How to solve the following equation $\sqrt[3]{x+3}+\sqrt[3]{x}=\sqrt[3]{3+8x}$

Question

I am trying to solve this equation: $$\sqrt[3]{x+3}+\sqrt[3]{x}=\sqrt[3]{3+8x}$$ I would like to get some advice, how to solve it.
Thanks.

Answer 1

First note that $x=0$ is a solution.
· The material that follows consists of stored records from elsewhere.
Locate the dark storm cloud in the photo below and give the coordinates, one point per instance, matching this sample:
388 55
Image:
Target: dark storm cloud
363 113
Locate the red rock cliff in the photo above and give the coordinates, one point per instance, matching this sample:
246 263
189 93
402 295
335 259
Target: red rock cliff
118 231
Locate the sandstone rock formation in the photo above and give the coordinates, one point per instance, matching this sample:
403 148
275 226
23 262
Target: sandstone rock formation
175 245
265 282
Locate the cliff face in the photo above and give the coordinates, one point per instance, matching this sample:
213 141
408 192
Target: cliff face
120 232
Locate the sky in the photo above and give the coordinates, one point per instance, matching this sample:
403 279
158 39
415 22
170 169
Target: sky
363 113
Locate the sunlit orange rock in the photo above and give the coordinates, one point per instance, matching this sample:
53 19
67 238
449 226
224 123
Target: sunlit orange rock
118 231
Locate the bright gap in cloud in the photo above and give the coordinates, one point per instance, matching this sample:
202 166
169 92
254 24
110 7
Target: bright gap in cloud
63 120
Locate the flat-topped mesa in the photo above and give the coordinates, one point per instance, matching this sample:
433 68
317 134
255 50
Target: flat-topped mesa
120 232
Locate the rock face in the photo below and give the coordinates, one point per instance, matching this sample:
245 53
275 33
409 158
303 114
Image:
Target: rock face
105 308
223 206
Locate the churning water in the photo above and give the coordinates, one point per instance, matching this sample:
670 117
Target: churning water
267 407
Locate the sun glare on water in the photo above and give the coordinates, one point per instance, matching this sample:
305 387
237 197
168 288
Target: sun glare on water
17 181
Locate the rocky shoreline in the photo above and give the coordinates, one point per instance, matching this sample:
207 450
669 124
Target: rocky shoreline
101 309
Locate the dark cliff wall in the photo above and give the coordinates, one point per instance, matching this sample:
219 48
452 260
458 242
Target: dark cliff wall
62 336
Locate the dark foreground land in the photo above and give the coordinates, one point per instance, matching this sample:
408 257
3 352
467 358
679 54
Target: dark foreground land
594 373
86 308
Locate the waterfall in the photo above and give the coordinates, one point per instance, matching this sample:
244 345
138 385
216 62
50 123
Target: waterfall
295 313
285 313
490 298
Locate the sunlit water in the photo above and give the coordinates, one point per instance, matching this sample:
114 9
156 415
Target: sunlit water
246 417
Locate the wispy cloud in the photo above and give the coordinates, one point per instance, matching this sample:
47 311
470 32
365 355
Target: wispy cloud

Now we consider $x\neq 0$ and we divide by $\sqrt[3]{x}$. We get $\sqrt[3]{1+\frac{3}{x}}+1=\sqrt[3]{8+\frac{3}{x}}$, so lets define $y=\frac{3}{x}$ and write $$1+\sqrt[3]{1+y} = \sqrt[3]{8+y}.$$ Now we cube both sides to obtain $$1+3\sqrt[3]{1+y}+3\sqrt[3]{1+y}^2+1+y = 8+y$$ or $$\sqrt[3]{1+y}+\sqrt[3]{1+y}^2 = 2.$$ We complete the square to obtain $$\left(\sqrt[3]{1+y}+\frac{1}{2}\right)^2=\frac{9}{4}$$ or $$\sqrt[3]{1+y} = \frac{-1\pm 3}{2}.$$ Hence $y = 0$ or $y=-9$. There is no $x$ corresponding to $y=0$, but corresponding to $y=-9$ we have $x=-\frac{1}{3}$. Concluding, $x\in\left\{-\frac{1}{3},0\right\}$.

Answer 2

W'll use $$a^3+b^3+c^3-3abc=\frac{1}{2}(a+b+c)\sum_{cyc}(a-b)^2.$$ Since $x+3=x=-3-8x$ is impossible, our equation is equivalent to $$x+3+x-3-8x+3\sqrt[3]{x(x+3)(8x+3)}=0$$ or $$\sqrt[3]{x(x+3)(8x+3)}=2x$$ or $$x((x+3)(8x+3)-8x^2)=0,$$ which gives $x=0$ or $x=-\frac{1}{3}$.